I’m trying to understand why the following code is so slow:
import threading
import time
import concurrent.futures
from datetime import datetime
def dump(txt):
print(f'[{datetime.now()}] ({threading.get_ident():05}) {txt}n', end='')
def sleep_(_):
dump('Start')
time.sleep(0.1)
dump('Stop')
def main(n=10, processes=10):
dump('before with')
with concurrent.futures.ProcessPoolExecutor(processes) as pool:
dump('before map')
tmp = list(pool.map(sleep_, range(n)))
dump('after map')
dump('after with')
if __name__ == '__main__':
main()
This is the result:
[2020-10-17 23:34:12.822813] (07100) before with
[2020-10-17 23:34:12.824808] (07100) before map
[2020-10-17 23:34:21.409045] (14100) Start
[2020-10-17 23:34:21.414031] (15408) Start
[2020-10-17 23:34:21.414031] (20292) Start
[2020-10-17 23:34:21.415029] (18972) Start
[2020-10-17 23:34:21.416026] (13660) Start
[2020-10-17 23:34:21.416026] (10904) Start
[2020-10-17 23:34:21.417023] (18828) Start
[2020-10-17 23:34:21.418021] (18616) Start
[2020-10-17 23:34:21.504788] (01776) Start
[2020-10-17 23:34:21.509775] (14100) Stop
[2020-10-17 23:34:21.509775] (14100) Start
[2020-10-17 23:34:21.514761] (20292) Stop
[2020-10-17 23:34:21.514761] (15408) Stop
[2020-10-17 23:34:21.515760] (18972) Stop
[2020-10-17 23:34:21.516757] (13660) Stop
[2020-10-17 23:34:21.516757] (10904) Stop
[2020-10-17 23:34:21.517754] (18828) Stop
[2020-10-17 23:34:21.518751] (18616) Stop
[2020-10-17 23:34:21.605519] (01776) Stop
[2020-10-17 23:34:21.610506] (14100) Stop
[2020-10-17 23:34:21.611503] (07100) after map
[2020-10-17 23:34:23.281562] (07100) after with
What I’m trying to understand here is, is why it takes nearly 9 seconds to start the first process. And why it takes nearly 2 seconds to clear up them?

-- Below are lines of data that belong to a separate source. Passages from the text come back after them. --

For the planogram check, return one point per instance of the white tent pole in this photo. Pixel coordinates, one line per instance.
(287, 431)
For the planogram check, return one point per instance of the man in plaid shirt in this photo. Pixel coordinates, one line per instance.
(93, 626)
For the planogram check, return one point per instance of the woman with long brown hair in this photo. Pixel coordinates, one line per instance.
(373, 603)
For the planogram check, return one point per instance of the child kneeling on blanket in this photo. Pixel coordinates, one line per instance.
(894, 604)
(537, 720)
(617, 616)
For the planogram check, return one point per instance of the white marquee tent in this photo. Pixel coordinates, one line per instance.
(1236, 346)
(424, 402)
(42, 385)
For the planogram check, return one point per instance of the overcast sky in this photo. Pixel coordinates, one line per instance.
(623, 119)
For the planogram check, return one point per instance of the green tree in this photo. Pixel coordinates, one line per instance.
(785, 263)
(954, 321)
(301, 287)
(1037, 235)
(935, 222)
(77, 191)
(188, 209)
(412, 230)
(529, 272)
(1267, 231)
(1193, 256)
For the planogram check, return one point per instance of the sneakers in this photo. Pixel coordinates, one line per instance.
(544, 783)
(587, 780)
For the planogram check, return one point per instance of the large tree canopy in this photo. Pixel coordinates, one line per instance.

This is a windows system (under debug).
When I run it normally, it would take +- 0.5s to spin up and to wind down.
Compared to a Debian WSL on the same system: 0.04s to spin up & 0.006s to wind down.

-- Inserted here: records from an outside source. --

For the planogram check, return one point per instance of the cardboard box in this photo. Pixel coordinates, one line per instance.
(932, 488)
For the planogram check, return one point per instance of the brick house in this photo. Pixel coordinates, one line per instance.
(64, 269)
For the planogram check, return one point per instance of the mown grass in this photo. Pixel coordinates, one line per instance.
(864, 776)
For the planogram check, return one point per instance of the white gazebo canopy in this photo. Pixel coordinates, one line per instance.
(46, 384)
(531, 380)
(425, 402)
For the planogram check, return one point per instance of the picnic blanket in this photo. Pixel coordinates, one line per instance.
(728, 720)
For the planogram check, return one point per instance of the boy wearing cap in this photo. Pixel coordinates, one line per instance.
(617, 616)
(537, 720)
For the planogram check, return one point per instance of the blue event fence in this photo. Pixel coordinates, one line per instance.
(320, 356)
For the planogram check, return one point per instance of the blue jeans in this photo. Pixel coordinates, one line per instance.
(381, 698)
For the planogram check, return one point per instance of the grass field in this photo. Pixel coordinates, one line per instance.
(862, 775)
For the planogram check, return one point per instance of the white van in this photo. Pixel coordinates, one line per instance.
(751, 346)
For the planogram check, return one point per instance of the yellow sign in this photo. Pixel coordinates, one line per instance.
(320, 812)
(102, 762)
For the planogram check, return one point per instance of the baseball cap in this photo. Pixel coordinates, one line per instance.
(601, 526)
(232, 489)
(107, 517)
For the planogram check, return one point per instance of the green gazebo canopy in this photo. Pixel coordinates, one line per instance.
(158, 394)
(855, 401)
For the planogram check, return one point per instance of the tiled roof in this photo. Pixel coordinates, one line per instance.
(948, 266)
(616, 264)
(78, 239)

Is this normal behaviour? And/or how to improve on it? And why does this happen?
Thanks!
2
Answers
Windows does not have the equivalent of the
fork
system call to duplicate a process. This means that using a multiprocessing pool with 10 workers in Windows will create 10 new python processes.It doesn’t take 9 seconds to start the first process, it takes 9 seconds to start all 10 processes in the pool and then fire the target function to the first process.

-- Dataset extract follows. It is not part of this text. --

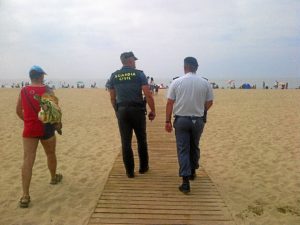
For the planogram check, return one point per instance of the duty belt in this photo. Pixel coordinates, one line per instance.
(131, 104)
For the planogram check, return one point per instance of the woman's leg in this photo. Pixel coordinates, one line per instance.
(30, 147)
(49, 147)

On Linux and other Unix-like operating systems processes are created with
fork
system call which basically creates a lazy copy (copy on write) of the main process. This is a fast operation.Windows has no
fork
functionality so has to create each worker process by starting a new interpreter and executing the full Python code (except the guardedif __name__ == '__main__':
part at the end) to set up the process before it can be used. Python calls this "spawn" method in the multiprocessing docs.Since Python 3.8 the spawn method is also the default on MacOS.